In the aftermath of this week’s attacks, the US is closely monitoring any activity surrounding Iran’s nuclear program, but they have not seen any recent changes, two US officials said.

A central US concern is the possibility of Iran turning to bolster its nuclear program after Israel successfully degraded its proxies in Lebanon and Gaza and foiled its ballistic missile attack.

While there are no signals currently that Iran will do that, or is planning to, US officials are still monitoring for the possibility of such a move.

There has not been a dramatic shift in Iran’s nuclear posture recently, though over the last year Iran has further produced fissile material for its nuclear program.
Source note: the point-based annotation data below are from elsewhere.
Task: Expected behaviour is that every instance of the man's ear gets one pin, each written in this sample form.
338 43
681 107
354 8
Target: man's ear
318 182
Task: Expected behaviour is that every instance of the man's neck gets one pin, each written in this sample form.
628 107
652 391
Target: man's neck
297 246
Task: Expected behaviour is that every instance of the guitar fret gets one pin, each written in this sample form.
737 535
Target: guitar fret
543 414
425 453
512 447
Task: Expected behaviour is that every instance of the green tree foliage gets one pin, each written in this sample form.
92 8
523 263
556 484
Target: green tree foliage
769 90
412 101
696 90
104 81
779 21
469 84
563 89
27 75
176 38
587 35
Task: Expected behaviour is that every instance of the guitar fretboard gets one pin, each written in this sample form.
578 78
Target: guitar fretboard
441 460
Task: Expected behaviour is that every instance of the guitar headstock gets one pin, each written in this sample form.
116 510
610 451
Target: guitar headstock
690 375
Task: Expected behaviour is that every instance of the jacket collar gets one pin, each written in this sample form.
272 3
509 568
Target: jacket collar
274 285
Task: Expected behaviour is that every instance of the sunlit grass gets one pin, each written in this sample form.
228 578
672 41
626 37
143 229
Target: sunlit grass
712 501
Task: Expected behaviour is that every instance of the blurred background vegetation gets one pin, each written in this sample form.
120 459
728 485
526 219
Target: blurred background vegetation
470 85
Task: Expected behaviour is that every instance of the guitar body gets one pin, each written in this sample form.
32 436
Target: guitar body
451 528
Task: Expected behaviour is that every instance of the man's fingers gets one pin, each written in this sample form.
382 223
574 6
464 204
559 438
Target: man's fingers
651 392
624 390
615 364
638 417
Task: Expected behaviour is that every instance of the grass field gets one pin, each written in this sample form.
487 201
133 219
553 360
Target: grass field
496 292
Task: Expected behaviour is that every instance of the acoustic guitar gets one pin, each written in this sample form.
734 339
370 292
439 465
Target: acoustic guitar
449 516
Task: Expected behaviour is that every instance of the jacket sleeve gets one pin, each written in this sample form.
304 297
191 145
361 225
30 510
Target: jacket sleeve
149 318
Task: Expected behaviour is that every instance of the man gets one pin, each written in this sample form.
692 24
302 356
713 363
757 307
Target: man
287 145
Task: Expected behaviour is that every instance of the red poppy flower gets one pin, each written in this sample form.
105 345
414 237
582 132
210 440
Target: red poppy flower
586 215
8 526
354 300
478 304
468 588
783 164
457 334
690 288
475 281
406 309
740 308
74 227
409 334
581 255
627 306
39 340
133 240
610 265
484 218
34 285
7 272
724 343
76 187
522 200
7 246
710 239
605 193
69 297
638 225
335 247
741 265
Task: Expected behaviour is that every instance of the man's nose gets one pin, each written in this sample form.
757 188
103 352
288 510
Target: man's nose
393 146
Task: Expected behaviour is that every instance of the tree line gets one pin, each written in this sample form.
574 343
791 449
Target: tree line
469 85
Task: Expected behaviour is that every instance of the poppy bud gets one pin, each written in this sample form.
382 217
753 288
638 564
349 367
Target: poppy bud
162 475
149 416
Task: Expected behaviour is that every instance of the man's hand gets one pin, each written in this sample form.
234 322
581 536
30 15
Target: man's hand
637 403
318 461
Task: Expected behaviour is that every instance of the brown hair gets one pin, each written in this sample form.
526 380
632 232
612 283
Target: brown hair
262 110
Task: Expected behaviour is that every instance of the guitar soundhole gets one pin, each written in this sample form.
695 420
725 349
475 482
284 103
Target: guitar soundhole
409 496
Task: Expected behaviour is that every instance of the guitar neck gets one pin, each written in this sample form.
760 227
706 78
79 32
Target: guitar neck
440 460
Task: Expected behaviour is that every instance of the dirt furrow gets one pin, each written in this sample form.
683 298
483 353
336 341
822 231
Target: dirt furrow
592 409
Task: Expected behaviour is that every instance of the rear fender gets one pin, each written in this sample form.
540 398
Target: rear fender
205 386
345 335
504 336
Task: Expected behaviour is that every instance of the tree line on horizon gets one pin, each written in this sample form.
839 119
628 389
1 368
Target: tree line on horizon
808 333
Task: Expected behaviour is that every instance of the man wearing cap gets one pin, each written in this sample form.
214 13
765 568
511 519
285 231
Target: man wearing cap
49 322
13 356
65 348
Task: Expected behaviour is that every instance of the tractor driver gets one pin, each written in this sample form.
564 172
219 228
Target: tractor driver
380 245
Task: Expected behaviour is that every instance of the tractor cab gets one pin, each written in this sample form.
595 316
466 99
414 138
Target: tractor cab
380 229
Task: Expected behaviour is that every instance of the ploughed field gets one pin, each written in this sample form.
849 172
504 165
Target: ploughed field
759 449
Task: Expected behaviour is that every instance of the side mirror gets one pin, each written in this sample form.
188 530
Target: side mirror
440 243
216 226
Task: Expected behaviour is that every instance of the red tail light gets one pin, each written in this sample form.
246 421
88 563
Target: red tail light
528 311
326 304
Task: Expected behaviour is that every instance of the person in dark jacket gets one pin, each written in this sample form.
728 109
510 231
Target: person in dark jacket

Earlier this year Secretary of State Antony Blinken said that Iran’s breakout time – the amount of time needed to produce enough nuclear material for a nuclear weapon – “is now probably one or two weeks.”

No Israelis were hurt or killed in Tuesday’s Iranian attack, which appeared to target military and intelligence facilities. One Palestinian man was killed in the West Bank by falling shrapnel from an interceptor missile launched by Israel, according to the hospital where he was treated.

With the two-day Jewish new year holiday Rosh Hashanah starting on Wednesday, there is some expectation an Israeli reprisal could still be days away.

“They have the holiday so that buys time and space,” one of the senior US officials said.

Yet waiting days for a response also has the effect of prolonging anticipation in a region already on a razor’s edge, especially as Israel’s operation against Hezbollah continues. CNN reported Wednesday that US officials and Israeli believe about 50% of the Iranian proxy group’s arsenal has been destroyed.

Inside the White House, there is acute recognition that how the next weeks play out will have some effect on the presidential election. There is little Vice President Kamala Harris — the Democratic nominee — wants less than a full-scale regional war that her opponent can use to accuse the Biden administration of incompetence.

A close observer of American politics, Netanyahu is similarly aware of how Israel’s actions in the coming weeks could impact the race. Some Western officials believe he sees an opening in the high-stakes political moment to take decisive action against Iran, aware that Biden and Harris have faced criticism from all sides on their handling of the war.

For her part, Harris emerged Tuesday afternoon to read a carefully worded statement about the Iranian strikes in Israel.

“I’m clear eyed,” she said, not diverting from prepared remarks. “Iran is a destabilizing, dangerous force in the Middle East, and today’s attack on Israel only further demonstrates that fact.”